Meta is set to restructure its global policy team, with Sir Nick Clegg—the liberal former Deputy Prime Minister of the United Kingdom—stepping down. Joel Kaplan, currently Clegg’s deputy, is expected to take over. Kaplan, who served as Deputy Chief of Staff in the George W. Bush administration, has staked out a public stance in opposition to aggressively limiting political speech on Meta’s Facebook and Instagram social media platforms, arguing that such measures disproportionately affect conservative voices.
After the 2016 presidential election, Kaplan worked to create an internal Facebook whitelist of Republican and conservative-aligned accounts and pages on the website that would allegedly protect them from censorship. Despite the whitelist, Facebook has continued to censor factual posts, pages, and accounts belonging to conservative activists and lawmakers.
The National Pulse reported last year that Facebook was directed by the Meta Platforms’ Oversight Board to reinstate a post that parodied Democratic presidential candidate Kamala Harris and her running mate Tim Walz, comparing them to the characters in the film Dumb and Dumber.

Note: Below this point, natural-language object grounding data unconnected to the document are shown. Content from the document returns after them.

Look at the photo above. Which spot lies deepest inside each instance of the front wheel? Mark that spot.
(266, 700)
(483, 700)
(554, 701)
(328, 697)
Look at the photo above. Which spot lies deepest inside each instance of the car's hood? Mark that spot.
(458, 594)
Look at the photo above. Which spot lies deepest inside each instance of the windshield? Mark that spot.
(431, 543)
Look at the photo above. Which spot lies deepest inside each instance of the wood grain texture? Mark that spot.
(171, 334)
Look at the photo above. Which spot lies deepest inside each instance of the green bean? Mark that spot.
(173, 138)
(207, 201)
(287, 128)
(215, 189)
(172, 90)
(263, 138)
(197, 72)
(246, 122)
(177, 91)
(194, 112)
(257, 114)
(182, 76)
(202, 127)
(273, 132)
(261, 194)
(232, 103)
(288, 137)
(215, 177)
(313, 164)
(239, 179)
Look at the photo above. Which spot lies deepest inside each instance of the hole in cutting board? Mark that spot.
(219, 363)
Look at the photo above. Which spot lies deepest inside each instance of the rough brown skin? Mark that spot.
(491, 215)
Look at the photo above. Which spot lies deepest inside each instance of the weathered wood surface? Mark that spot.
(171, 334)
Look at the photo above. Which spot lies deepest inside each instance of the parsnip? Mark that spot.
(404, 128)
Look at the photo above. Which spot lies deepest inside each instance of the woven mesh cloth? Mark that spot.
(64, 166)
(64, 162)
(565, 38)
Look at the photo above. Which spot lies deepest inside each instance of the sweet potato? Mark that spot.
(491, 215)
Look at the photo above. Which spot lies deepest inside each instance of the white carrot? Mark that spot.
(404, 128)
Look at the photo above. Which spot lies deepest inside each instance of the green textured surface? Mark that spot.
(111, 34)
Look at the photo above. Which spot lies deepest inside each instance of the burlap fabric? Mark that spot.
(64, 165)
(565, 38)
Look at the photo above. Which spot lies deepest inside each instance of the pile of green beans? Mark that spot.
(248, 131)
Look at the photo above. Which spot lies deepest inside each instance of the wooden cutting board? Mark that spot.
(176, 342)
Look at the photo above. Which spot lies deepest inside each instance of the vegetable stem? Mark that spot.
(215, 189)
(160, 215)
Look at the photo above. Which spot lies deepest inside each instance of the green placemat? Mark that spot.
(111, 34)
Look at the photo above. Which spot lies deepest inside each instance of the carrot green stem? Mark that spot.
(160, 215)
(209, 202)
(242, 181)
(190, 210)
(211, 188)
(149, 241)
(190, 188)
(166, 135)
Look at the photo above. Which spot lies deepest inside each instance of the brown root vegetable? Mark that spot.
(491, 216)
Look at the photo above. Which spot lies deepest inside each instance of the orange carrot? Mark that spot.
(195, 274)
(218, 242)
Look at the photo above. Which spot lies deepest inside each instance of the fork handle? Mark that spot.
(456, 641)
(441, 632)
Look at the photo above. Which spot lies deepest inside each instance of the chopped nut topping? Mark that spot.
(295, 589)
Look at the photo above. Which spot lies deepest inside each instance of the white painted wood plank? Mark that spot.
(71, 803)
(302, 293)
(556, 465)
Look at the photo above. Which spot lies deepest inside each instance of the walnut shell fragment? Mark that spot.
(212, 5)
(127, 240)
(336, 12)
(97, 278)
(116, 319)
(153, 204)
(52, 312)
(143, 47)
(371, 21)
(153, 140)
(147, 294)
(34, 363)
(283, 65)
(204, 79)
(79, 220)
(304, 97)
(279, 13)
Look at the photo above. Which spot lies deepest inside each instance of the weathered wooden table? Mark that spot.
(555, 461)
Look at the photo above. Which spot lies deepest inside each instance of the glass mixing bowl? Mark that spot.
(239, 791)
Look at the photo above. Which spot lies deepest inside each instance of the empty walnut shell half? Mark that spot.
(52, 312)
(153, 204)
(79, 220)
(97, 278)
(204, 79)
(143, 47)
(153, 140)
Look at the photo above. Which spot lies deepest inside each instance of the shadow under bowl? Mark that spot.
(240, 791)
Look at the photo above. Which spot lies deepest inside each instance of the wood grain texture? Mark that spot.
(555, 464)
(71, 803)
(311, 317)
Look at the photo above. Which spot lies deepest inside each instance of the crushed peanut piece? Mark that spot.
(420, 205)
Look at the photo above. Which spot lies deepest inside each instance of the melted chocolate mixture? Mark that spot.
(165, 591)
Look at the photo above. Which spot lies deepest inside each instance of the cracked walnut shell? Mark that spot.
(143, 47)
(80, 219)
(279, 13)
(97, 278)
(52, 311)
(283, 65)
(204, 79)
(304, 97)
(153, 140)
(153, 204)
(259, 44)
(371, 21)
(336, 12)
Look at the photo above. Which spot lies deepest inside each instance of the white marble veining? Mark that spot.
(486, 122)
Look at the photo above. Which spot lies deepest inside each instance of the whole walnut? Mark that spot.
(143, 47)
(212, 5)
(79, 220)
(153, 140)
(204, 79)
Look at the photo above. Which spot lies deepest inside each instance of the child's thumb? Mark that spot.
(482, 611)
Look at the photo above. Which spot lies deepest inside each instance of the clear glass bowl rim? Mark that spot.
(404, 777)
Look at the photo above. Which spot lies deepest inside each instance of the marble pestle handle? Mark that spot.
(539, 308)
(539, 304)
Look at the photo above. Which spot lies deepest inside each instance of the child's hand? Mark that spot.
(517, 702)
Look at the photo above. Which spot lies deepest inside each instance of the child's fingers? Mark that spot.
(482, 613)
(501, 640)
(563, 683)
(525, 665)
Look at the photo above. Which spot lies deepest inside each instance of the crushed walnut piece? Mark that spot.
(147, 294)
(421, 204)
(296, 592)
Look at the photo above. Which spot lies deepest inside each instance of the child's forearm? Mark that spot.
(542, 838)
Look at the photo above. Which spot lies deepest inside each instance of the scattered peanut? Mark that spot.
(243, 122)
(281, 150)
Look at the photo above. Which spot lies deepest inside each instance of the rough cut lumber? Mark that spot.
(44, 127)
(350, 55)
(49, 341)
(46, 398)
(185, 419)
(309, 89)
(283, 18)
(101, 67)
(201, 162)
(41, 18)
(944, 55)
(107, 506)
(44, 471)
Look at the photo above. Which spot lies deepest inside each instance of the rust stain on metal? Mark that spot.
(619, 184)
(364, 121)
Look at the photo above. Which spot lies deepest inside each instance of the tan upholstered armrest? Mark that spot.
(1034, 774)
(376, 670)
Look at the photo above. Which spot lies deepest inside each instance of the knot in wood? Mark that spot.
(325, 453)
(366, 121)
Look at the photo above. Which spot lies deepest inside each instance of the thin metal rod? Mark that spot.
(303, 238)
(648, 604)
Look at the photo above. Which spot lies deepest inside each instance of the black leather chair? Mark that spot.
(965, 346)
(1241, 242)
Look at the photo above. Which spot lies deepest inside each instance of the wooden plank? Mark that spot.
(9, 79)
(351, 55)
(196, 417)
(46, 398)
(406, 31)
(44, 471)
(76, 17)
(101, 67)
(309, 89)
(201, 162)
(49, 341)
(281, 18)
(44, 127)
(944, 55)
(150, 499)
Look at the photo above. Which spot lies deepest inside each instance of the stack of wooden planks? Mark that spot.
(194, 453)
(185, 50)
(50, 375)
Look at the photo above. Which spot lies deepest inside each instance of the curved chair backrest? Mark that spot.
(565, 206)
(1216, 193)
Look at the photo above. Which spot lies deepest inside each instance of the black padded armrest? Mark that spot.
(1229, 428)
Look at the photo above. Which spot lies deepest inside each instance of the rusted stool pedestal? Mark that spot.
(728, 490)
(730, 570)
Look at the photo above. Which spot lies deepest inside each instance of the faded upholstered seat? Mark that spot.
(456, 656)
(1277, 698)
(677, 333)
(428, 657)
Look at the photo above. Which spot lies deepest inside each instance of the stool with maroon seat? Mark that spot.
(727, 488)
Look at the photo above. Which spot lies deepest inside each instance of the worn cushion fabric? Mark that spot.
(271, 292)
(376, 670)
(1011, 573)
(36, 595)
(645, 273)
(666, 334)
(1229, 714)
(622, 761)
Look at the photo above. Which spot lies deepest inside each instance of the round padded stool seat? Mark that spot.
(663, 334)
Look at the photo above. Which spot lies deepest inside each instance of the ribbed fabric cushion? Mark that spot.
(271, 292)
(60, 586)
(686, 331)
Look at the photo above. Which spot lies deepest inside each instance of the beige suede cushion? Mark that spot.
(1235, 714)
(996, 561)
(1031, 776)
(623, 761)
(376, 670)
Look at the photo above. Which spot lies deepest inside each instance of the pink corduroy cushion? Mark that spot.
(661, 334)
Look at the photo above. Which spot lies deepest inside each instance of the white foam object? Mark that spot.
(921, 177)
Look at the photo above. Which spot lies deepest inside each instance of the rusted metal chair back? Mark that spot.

Additionally, Federal Communications Commission (FCC) Commissioner Brendan Carr criticized Meta’s censorship policies last October, arguing they suppressed factually accurate content critical of the Biden-Harris movement.
Last August, Meta CEO and Facebook founder Mark Zuckerberg admitted that the Democrat White House pressured his company to censor American citizens.
MENDING FENCES WITH TRUMP?
Kaplan’s promotion comes as Meta’s political strategy gears up for a Republican-led government. The former Bush White House official has extensive ties to lawmakers on Capitol Hill and will likely oversee Zuckerberg’s efforts to mend fences with President-elect Donald J. Trump. Meanwhile, Republican lobbyist and fundraiser Brian Baker was hired by the Meta CEO in September to aid the political public relations campaign as well.
“I’m grateful for everything you’ve done for Meta and the world these past seven years,” Zuckerberg said in a message to Clegg, saying the Briton has shaped the company’s approach to AI and the metaverse. Zuckerberg also voiced confidence in Kaplan’s leadership abilities, citing his longstanding experience in policy matters.